With the number of Internet services and web apps growing, the amount of statuses and indicators is itself growing. At the end of the day, you end up logging into 20 different websites in order to get a single value from each of them. And there are so many of them, just to name a few: StatCounter, Google Analytics, Apple iTunes Connect, Flurry, etc.
I am really getting tired of logging into all these websites, and here is my plan to fix it.
Here is what is needed:
- Extraction scripts. A script for each website from which data has to be extracted. Best case, the website has an API that provides you with clean data, and you can get down to business. Average case, you have to code a crawler for that website, extract the data yourself and store it in some file or database.
- Regular downloads. A server that runs the extraction scripts regularly, and get the most up-to-date data from the websites you want to follow. This server might hold all the API keys and passwords to the services and websites you are using, and that can be a serious security risk.
- Normalization. A normalization process, which transform all the extracted data into some common format that is independent from the source, so it can be displayed and transformed easily.
- Dashboard. A display interface or dashboard, which can take data from multiple source, and display them on one common screen.
Part 1 can be done in any language, and with any library. I would rather do it using scripting languages such as Perl, Python or Ruby.

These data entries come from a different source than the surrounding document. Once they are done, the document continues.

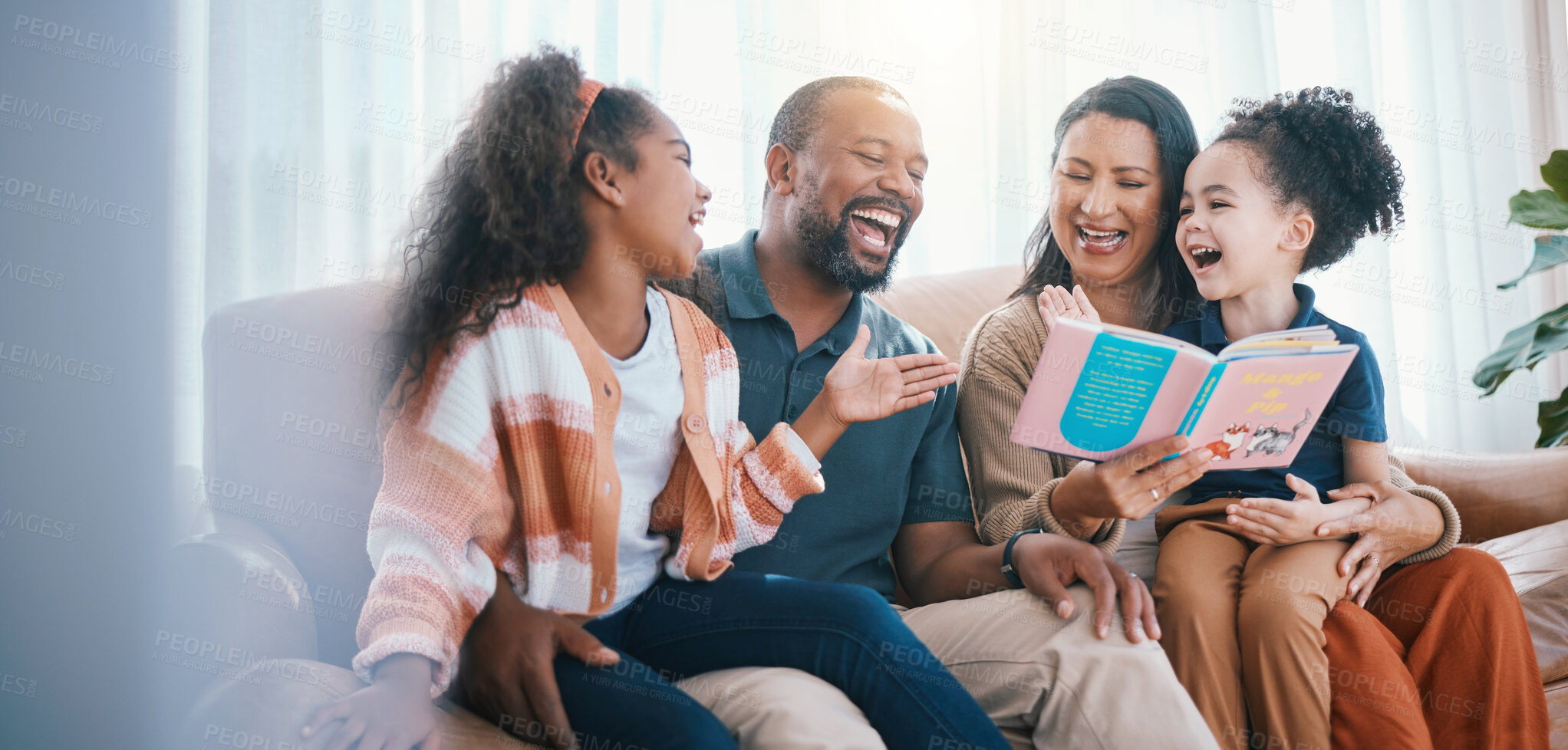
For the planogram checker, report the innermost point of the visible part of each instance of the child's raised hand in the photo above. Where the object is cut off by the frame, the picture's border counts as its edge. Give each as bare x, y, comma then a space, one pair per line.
1057, 303
394, 712
860, 390
1269, 521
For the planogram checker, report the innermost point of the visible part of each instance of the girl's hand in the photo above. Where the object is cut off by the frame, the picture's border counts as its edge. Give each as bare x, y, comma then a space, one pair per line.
394, 712
1059, 303
1269, 521
509, 666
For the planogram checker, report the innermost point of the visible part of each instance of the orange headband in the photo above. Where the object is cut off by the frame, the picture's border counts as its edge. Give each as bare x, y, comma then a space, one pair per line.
588, 91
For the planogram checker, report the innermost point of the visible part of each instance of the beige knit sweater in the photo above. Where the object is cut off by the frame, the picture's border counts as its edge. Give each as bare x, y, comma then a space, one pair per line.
1012, 484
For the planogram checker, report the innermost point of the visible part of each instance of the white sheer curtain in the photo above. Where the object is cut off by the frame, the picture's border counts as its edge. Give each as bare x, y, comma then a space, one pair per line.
311, 124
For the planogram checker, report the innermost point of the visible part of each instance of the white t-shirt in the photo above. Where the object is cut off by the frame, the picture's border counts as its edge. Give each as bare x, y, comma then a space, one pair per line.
647, 443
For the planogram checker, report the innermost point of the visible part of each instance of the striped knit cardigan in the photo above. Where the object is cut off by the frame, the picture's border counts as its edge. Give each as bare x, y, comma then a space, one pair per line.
506, 459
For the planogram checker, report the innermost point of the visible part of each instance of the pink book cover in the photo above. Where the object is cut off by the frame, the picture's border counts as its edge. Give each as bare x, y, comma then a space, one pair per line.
1101, 391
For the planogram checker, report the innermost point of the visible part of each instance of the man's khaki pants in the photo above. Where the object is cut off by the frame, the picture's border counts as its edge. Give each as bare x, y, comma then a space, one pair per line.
1045, 681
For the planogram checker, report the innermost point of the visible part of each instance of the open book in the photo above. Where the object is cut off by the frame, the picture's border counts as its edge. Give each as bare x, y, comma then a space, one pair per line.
1102, 390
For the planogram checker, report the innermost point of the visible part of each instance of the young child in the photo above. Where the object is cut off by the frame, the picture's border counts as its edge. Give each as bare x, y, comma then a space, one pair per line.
1290, 186
575, 433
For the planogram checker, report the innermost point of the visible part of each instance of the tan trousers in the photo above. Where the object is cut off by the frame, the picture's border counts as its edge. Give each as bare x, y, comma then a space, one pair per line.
1045, 681
1244, 627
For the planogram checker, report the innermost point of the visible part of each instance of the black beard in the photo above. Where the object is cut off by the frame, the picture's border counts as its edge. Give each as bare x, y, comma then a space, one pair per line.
830, 244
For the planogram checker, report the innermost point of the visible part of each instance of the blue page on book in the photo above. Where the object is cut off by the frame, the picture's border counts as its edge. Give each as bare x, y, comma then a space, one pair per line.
1114, 393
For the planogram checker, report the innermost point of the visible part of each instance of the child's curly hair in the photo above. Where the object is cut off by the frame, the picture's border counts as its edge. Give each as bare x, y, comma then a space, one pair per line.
1327, 156
504, 211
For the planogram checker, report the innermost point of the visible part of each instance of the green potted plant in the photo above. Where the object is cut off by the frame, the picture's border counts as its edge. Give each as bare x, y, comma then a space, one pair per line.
1526, 346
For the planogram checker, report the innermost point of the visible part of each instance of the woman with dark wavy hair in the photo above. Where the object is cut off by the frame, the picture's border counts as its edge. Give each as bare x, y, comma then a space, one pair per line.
1457, 673
573, 433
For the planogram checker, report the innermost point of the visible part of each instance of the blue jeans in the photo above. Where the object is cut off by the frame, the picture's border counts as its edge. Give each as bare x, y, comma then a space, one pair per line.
845, 634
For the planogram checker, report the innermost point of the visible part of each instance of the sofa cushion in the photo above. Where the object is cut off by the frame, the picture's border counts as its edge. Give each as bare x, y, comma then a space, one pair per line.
946, 306
1537, 564
291, 433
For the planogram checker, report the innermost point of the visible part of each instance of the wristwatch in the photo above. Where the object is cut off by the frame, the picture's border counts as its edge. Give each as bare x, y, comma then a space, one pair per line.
1007, 558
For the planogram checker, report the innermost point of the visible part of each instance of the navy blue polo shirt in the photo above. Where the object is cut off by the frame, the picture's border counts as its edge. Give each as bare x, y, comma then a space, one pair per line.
883, 474
1353, 412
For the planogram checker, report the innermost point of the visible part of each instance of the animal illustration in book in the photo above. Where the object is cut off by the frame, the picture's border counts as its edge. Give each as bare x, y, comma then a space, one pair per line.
1230, 439
1272, 439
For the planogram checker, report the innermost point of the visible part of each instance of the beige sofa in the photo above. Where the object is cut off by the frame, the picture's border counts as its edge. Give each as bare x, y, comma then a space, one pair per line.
276, 568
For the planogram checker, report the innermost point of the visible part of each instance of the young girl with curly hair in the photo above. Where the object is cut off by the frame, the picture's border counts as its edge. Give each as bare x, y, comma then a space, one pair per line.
573, 433
1290, 186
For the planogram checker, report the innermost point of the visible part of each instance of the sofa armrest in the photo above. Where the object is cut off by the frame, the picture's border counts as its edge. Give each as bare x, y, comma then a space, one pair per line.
242, 594
1498, 493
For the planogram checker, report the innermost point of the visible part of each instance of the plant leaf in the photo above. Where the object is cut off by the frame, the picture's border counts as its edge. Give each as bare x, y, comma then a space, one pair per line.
1540, 209
1523, 347
1556, 173
1551, 250
1553, 416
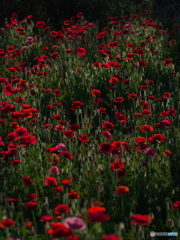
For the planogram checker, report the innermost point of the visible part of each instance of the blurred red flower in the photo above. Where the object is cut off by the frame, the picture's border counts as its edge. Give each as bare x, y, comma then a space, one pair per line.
27, 180
69, 133
31, 196
73, 195
111, 237
59, 230
7, 223
51, 181
97, 214
95, 93
31, 205
83, 138
81, 51
138, 219
105, 148
176, 205
167, 61
62, 208
108, 125
146, 128
76, 104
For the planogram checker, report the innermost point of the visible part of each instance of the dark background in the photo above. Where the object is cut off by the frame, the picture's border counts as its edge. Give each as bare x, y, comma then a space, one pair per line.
94, 10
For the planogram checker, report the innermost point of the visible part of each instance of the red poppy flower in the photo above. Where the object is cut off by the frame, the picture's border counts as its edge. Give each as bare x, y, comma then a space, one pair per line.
116, 165
135, 16
95, 93
166, 123
167, 61
167, 153
146, 128
56, 117
59, 230
129, 56
27, 140
73, 195
76, 104
108, 125
51, 181
81, 51
54, 55
138, 219
122, 190
98, 100
27, 180
46, 218
156, 137
113, 44
83, 138
141, 64
67, 154
176, 205
97, 214
167, 95
111, 64
40, 24
102, 110
19, 99
74, 127
31, 196
59, 128
132, 95
146, 112
13, 200
31, 205
111, 237
69, 133
113, 80
7, 223
9, 90
107, 135
105, 148
62, 208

Parts 2 and 3 and relatively trivial and just administration tasks.
Obviously, Parts 2, 3 and 4 are just a one-time task. Once this is done, most of it will be stable and won’t need much update. These parts have to be done only one time and then distributed as an open source project.
In addition, the extraction scripts needed for Part 1 can be easy shared and reused. Indeed, once a user has coded a crawler for some service that does not have a public API, then this code can be made publicly available to the Internet so others can save time. In in the end what is needed is a crawler repository or some sort of wiki on which crawlers can be posted.
Not re-inventing the wheel
Commercial solutions already exist. The best I have found so far is Geckoboard. The cheapest plan at the moment I am writing this is $9 per month, which to save millions of seconds is not that much. The advantage is that they already offer crawlers for services that have public APIs. For all the others, well, you have to code your own scripts. I am still holding it, as I think $9 is a bit expensive for personal use (even though that’s an acceptable price for business use). But honestly, I’d rather pay nice bucks than spend a dozens of hours recoding some boring framework.
I also found some discussion about some open source dashboard software on Quora. So far, nothing seems to compete even close to Geckoboard.
I also took a sneak peak at Piwik (open source alternative to Google Analytics), so see if there were any way to plug-in some custom data. It seems there are ways, but it’s not that convenient, as you have to put the data into some specific MySQL table format. I found a blog post that talks about it.
Why there will never be startups offering this service for the mass
Social network aggregators have been around for a while. But offering a service that would centralize any other website one may need is something else, and would be really hard. Indeed, how many people you know can code a crawler? Not that many right? So when some regular user will need to monitor some data on whatever website, he will be completely unable to do so. In addition, having an online app doing all this means that one will have to store the private access keys and possibly passwords of thousands of people. It won’t take long before some guy gets in and steals everybody’s passwords. For these two reasons only (and I could find more), there is no market for such software. The best that can be done is what Geckboards and clones did, which is selling the service with a B2B model, and hope that enough businesses will adopt it.